All supervised DL models significantly outperformed the conventional implementations. Comparing model states with the best possible IoU-scores, IoU-scores and Recall (=TPR) values were found to be up to a factor \(\approx\) 1.2 and \(\approx\) 2.5 higher, respectively, while having similar FPR and \(\approx\) 1.15 times better Precision. The results were on similar performance levels as segmentation by human eye and hand for high to moderate SNR. The DL models captured small-scale details much better with less erroneous positive predictions, while an increase in Precision for the conventional methods is associated to more low-pass filtering (blurring) during preprocessing and a loss of information in small-scale structures. This effect was more pronounced for noisy images. The DL models extended the range of image conditions w.r.t. SNR that can reliably be processed with reasonable detection performance, compared to previously existing conventional methods.

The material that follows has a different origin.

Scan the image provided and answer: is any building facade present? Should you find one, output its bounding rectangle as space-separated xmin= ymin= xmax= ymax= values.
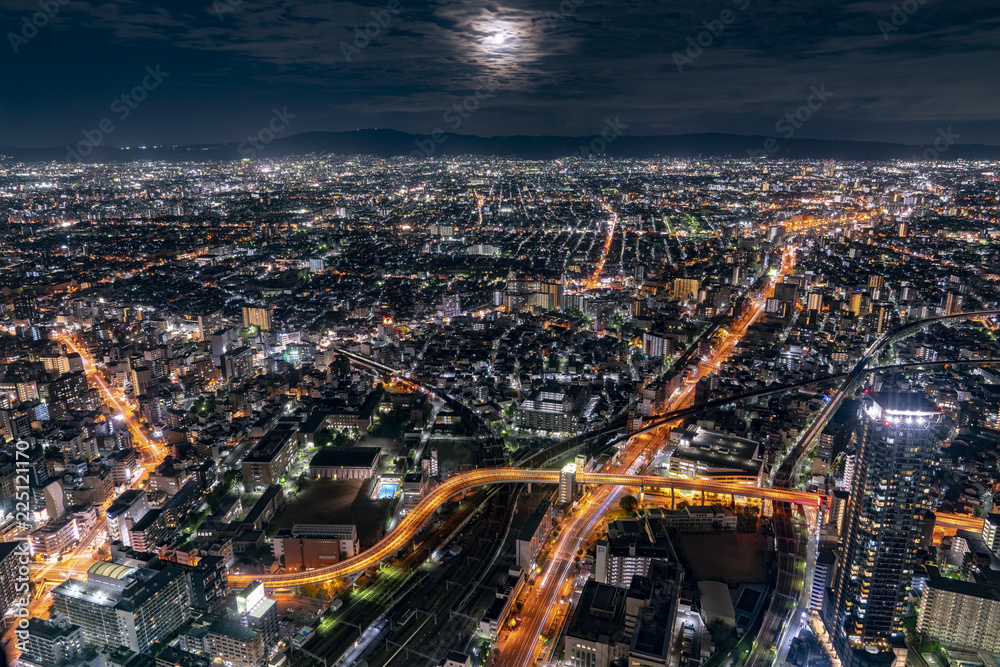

Concerning the comparison between evaluated DL models, it was shown that multiscale fusion models such as the Holistically-Nested Edge Detector yielded uneven flame fronts and are therefore not suitable for this task. For high to moderate SNR, a more complex backbone such as an EfficientNet as well as features like attention gates proved to be powerful in the U-Net. For moderate to very low SNR, a simple U-Net is the better choice, since it provided more conservative predictions by keeping the FPR low, together with artificial noise distortions during data augmentation in training.

The presented DL-based flame front detection algorithm requires comparable computational effort for inference as conventional methods while eliminating the need for user-based parameter tuning. It provides significantly increased performance for single-shot flame front detection of large image datasets where individual image processing is infeasible. The results demonstrate that the use of ML can bring great benefits to postprocessing of experimentally obtained data not only limited to the presented case. Future work will focus on transferability, implementing customized loss functions and the extension to multi-class classification, as well as the application to extract local physical quantities from single-shot images in a wide range of pressures for combustion research.